Thorn Ogres of Hagwood
- First edition cover
- Author: Robin Jarvis
- Language: English
- Series: The Hagwood Trilogy
- Genre: Fantasy novel
- Publisher: Puffin Open Road Media Teen & Tween
- Publication date: 1999 11 December 2012
- Publication place: United Kingdom
- Media type: Print (Paperback)
- ISBN: 014130085X
- OCLC: 42039631
- Followed by: Dark Waters of Hagwood War in Hagwood

= Thorn Ogres of Hagwood =

1999 novel by Robin Jarvis

Thorn Ogres of Hagwood is the first book in the Hagwood trilogy by Robin Jarvis. It was originally published in 1999 by Penguin House, then re-published on 11 December 2012 by Open Road Media Teen & Tween, where the rest of the series was subsequently published.
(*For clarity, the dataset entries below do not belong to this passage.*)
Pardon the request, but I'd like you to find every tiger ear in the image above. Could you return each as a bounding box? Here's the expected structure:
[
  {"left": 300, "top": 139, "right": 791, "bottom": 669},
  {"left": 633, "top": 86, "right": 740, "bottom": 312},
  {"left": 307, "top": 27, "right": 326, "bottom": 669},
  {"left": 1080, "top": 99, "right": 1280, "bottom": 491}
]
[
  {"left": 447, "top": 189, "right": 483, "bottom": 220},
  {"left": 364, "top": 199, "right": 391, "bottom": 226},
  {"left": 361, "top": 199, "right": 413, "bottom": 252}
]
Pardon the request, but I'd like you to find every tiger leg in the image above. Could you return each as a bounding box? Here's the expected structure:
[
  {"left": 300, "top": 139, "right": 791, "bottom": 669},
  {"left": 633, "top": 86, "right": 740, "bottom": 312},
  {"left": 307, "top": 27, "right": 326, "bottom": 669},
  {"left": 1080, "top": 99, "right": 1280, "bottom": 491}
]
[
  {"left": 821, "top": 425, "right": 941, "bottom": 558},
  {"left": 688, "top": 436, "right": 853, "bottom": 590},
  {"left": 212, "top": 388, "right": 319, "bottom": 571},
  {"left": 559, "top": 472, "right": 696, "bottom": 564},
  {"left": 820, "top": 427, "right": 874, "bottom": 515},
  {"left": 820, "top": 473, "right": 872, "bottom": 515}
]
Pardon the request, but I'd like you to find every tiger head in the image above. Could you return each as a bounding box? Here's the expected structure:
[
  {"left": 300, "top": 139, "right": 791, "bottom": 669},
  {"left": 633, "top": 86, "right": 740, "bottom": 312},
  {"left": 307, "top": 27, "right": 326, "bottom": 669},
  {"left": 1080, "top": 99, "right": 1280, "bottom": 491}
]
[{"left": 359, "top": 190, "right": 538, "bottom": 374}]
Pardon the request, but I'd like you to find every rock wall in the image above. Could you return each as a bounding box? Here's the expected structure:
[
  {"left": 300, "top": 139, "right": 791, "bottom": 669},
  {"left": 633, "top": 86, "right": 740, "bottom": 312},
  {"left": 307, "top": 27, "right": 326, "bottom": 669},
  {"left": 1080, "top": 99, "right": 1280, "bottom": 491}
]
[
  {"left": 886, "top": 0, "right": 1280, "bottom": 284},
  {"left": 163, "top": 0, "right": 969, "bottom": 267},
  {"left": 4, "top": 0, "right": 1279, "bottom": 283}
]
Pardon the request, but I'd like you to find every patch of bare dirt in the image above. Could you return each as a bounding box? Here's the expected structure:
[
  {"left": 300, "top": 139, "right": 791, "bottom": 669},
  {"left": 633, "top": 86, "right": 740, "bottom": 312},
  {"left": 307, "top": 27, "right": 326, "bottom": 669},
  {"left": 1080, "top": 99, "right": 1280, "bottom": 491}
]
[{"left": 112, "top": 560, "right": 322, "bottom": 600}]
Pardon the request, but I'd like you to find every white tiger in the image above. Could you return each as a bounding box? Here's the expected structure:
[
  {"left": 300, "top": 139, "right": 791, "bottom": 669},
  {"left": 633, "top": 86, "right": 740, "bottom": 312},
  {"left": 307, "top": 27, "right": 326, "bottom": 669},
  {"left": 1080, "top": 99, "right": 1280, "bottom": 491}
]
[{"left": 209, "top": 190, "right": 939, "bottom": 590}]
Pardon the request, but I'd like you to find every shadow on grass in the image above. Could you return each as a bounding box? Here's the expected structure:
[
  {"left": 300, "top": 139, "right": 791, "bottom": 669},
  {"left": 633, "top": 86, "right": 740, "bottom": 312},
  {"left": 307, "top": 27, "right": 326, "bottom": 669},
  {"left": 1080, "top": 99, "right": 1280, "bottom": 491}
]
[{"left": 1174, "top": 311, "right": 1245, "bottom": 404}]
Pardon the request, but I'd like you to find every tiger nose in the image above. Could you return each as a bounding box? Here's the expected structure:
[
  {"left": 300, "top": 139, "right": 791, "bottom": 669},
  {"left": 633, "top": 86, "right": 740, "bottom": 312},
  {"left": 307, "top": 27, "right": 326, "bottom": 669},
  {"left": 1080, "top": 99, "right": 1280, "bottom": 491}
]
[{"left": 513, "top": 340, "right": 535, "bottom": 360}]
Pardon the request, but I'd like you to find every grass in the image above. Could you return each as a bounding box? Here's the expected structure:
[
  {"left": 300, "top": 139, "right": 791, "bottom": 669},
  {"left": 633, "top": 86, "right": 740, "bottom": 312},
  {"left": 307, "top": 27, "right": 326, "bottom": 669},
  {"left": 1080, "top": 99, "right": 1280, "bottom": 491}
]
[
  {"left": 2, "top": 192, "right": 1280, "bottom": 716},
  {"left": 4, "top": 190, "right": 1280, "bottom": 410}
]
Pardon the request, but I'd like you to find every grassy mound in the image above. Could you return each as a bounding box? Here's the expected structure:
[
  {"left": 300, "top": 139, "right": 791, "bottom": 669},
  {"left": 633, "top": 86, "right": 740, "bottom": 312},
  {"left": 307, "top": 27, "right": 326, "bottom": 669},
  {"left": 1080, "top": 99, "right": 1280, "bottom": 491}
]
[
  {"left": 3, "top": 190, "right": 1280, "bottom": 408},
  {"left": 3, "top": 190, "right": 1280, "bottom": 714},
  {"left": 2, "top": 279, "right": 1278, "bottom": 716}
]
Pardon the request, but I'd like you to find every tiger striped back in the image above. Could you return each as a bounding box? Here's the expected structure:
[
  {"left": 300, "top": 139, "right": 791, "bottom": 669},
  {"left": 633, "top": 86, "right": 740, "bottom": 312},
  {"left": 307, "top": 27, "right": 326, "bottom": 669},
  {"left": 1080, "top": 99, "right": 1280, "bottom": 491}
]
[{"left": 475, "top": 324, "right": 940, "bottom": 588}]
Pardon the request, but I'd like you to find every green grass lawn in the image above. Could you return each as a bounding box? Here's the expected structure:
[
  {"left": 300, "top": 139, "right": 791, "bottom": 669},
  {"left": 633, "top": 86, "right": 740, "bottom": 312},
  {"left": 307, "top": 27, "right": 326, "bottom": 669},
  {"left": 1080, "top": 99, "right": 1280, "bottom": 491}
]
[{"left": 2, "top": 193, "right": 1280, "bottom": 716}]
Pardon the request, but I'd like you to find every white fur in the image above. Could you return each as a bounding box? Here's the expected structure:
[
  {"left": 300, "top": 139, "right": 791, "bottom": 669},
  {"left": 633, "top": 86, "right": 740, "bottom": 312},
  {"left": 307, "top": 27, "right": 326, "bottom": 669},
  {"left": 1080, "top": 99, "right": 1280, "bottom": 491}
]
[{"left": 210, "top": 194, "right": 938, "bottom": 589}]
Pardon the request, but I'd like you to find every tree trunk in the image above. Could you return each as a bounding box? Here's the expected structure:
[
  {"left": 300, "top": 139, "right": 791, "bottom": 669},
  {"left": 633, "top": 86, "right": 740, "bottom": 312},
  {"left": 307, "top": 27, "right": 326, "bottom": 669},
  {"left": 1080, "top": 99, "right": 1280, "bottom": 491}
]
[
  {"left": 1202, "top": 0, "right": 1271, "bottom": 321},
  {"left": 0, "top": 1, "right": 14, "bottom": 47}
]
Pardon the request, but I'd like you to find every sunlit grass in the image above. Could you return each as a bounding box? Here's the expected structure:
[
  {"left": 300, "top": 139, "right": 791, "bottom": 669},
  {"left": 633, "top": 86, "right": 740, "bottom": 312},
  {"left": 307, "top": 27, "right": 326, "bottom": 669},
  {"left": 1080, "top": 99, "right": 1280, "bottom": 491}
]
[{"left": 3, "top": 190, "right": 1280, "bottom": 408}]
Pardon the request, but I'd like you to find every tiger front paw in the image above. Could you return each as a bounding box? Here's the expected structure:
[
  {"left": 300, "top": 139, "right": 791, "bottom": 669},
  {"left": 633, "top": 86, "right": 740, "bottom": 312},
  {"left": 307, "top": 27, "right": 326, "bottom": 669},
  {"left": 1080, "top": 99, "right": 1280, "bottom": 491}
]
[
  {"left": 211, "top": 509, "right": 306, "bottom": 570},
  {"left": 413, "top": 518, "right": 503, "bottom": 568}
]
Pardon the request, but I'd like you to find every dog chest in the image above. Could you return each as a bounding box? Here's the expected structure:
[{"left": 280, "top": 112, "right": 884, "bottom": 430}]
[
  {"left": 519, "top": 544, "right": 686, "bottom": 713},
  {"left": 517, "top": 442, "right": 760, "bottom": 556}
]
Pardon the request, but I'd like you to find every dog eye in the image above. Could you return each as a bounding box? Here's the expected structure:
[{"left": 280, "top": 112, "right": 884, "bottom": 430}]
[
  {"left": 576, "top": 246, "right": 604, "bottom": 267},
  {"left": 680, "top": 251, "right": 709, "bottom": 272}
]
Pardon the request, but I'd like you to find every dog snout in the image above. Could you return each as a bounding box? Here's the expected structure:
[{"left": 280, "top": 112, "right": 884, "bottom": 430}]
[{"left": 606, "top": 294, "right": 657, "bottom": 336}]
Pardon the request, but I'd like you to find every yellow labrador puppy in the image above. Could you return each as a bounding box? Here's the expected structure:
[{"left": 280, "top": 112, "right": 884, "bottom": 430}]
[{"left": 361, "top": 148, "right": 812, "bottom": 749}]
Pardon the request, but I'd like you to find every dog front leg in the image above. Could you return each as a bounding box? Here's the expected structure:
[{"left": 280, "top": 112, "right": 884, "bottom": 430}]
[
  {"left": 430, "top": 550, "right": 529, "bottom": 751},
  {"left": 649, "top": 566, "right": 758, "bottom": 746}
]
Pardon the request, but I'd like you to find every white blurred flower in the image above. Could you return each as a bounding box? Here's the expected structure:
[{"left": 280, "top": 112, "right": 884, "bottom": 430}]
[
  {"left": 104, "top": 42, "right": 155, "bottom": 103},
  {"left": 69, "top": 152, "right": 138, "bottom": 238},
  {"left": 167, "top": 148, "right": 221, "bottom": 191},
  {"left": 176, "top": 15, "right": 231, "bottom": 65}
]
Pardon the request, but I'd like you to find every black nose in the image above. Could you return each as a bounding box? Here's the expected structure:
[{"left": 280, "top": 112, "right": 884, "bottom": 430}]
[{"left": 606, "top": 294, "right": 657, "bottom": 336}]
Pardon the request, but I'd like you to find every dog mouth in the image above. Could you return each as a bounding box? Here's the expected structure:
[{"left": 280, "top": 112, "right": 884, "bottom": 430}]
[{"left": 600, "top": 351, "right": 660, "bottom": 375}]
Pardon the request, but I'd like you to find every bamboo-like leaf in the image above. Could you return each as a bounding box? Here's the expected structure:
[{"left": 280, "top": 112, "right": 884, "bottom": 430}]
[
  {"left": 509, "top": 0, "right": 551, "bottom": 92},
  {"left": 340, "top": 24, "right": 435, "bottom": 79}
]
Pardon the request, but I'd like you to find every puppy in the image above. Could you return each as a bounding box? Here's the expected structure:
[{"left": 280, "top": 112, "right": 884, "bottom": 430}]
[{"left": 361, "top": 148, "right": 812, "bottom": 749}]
The sequel, Dark Waters of Hagwood, was released on 4 June 2013, and the final book of the trilogy, War in Hagwood, was released on 26 July 2016.

==Plot introduction==
The werlings of Hagwood (small creatures with the ability to transform into animals) live peacefully in the trees of the forest, overlooked and unbothered while they leisurely perfect the art of wergling (shape-changing). But unlike his fellow werlings, the bumbling Gamaliel Tumpin can’t manage to wergle into even the simplest of forms (a mouse) like his peers. He’s tormented by his sister, Kernella, and teased by his classmates. And he envies star student Finnen Lufkin, who can transform into almost any creature. But wergling will soon be the least of Gamaliel’s troubles. The evil elf queen Rhiannon, the High Lady of the Hollow Hill, is desperately seeking a precious possession that was stolen long ago. Her evil knows no bounds, and with her army of monstrous thorn ogres, she will not stop until it’s found. The werlings’ peaceful existence is threatened by death and danger, and clumsy, awkward Gamaliel will need to call on the strength within him to fight for his family and his home.